Yesterday, I did one of the least favorite parts of my job. I practiced with my own yoga video from my new online program. The way I did it (and actually got to enjoy it) was this: I pretended I was listening to someone else. Complete detachment. Vairagya.

How are you living your yoga today? How does your practice play out in the REST of your life?

It’s worth revisiting that living one’s yoga is not a new idea. Even when it was a renunciants’ path, yoga was wholistic – it addressed and involved all parts of oneself. And, yoga has always been an integrated practice, designed to be lived.

WHOLISTIC: relating to or concerned with wholes or with complete systems rather than with the dissection into parts 

INTEGRATED: to form, coordinate, or blend into a functioning or unified whole. To unite, absorb, assimilate, embody, incorporate

Body, Breath, Mind, Spirit
Jnana, Karma, Bhakti
Patanjali’s Ashtanga Yoga
Tapas, Svadhyaya, Ishwara Pranidhana

Every framework of yoga practice was designed to address ALL parts of ourselves and lead us on a conscious trajectory that empowers us to become more fully who we actually already are. Even paths that don’t see the mind or thoughts as real, even paths that see the body as an obstacle rather than a temple, all give ways to engage with these parts of our selves, even if that engagement is about overcoming or controlling.

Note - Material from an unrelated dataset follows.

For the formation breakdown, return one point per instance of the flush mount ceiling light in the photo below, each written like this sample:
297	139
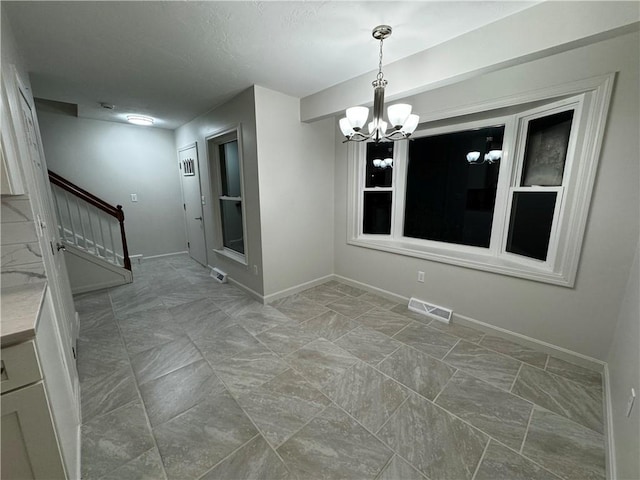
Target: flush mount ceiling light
140	120
400	118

And, let’s be clear, postural practice is NOT a stand-alone practice. If we are to call it yoga, it means it’s done in the context of a larger understanding of who we are, why we’re doing it and where it is taking us.

For us, this means the other 23 hours of the day, and never fooling ourselves that yoga is just what we do on our mats or cushions. It’s the way you approach your tasks, the way you communicate, the way you handle yourself, the way you put your energy out into the world. 

So the crucial question is:

How is yoga infiltrating the rest of your life? 

My guess is in a lot of ways you may not even be aware of.

As you go through your day, notice which parts of your practice are helping you in your life? Think: body, breath, posture, pause, presence, surrender, one-pointed focus, softening, seeking harmony, being real, listening, compassion, benevolence, contentment, integrity, honesty, love. The discovery of how our yoga is already serving us, how we are already walking the talk is the proof that our practice is working.